From George Will, who agrees with the latest ruling by the US Supreme Court on its interpretation of Section Two of the Voting Rights Act, or VRA.
A snippet of his thoughts...
During Reconstruction, Mississippi created a "shoestring" congressional district, sweeping so many blacks into a narrow district along the river that other districts had comfortably large white majorities. This was racial gerrymandering deplored by liberals.
After the 1990 Census determined that North Carolina was 22 percent black, the state's redistricting created a black-majority congressional district. President George H.W. Bush's Justice Department deemed this insufficient under the 1965 Voting Rights Act. Hence the creation of North Carolina's 12th District, which slithers 160 miles down Interstate 85. This was racial gerrymandering applauded by liberals. And by cynical Republicans. While preening about their civil rights sensitivity, Republicans could concentrate black voters into electoral ghettos, thereby making contiguous districts more Republican.
Last week, two days after the 44th anniversary of the Selma march that helped pass the 1965 act, the Supreme Court took a timid step toward limiting the perverse use of that act to create political set-asides -- elective offices to which certain preferred minorities are entitled. Last week's ruling revisits the strange career of racial gerrymandering -- how that practice went from execrable to virtuous to mandatory and became yet another manifestation of the entitlement mentality.
The 1965 legislation was enacted to combat racial discrimination that denied equal access to voting.

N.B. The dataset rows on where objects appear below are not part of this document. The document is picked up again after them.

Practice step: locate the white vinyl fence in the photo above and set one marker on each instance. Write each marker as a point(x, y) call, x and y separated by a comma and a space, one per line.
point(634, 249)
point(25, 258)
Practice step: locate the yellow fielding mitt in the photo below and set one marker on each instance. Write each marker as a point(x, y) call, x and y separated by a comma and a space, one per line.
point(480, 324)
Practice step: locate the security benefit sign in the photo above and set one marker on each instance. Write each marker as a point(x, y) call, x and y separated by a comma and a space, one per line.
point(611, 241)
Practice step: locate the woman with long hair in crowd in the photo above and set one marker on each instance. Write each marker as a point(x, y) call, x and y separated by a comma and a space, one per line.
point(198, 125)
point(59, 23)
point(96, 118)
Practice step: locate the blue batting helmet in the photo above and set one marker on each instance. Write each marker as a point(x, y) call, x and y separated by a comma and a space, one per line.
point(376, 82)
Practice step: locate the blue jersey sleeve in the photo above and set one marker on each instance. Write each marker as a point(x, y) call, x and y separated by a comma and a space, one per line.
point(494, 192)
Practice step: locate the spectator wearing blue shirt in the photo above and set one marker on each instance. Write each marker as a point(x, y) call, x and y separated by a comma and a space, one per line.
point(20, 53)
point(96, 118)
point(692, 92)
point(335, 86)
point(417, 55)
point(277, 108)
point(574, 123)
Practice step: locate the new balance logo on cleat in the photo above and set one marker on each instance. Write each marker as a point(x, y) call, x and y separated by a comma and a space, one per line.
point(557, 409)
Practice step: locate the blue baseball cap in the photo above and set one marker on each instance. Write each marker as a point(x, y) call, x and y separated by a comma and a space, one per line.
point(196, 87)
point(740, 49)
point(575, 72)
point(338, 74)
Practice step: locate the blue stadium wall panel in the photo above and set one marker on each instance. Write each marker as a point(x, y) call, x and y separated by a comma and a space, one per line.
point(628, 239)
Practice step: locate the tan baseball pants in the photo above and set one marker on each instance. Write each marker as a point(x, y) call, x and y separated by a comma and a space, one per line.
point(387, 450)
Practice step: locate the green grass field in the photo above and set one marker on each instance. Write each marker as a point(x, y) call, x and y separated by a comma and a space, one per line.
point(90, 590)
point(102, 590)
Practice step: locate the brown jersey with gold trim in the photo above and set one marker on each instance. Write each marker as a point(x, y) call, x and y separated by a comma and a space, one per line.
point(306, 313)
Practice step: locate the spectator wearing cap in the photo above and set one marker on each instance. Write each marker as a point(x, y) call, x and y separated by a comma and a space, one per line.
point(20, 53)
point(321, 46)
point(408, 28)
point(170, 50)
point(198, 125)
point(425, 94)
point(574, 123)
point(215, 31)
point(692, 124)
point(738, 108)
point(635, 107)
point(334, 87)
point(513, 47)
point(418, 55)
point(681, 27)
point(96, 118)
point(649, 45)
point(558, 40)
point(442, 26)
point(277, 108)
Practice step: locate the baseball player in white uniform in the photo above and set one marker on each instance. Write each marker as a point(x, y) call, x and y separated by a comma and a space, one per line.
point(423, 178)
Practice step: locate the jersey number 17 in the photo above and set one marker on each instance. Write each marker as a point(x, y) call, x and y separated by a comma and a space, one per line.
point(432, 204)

Because of judicial interpretations and legislative amendments, it now requires racial discrimination in the name of guaranteeing effective voting by certain preferred minorities (blacks and Hispanics). Effectiveness is understood as successful racial or ethnic bloc voting, with success understood as electing members of those blocs. Such results -- minorities electing minority candidates -- have come to be regarded as necessary and sufficient proof of real voting rights.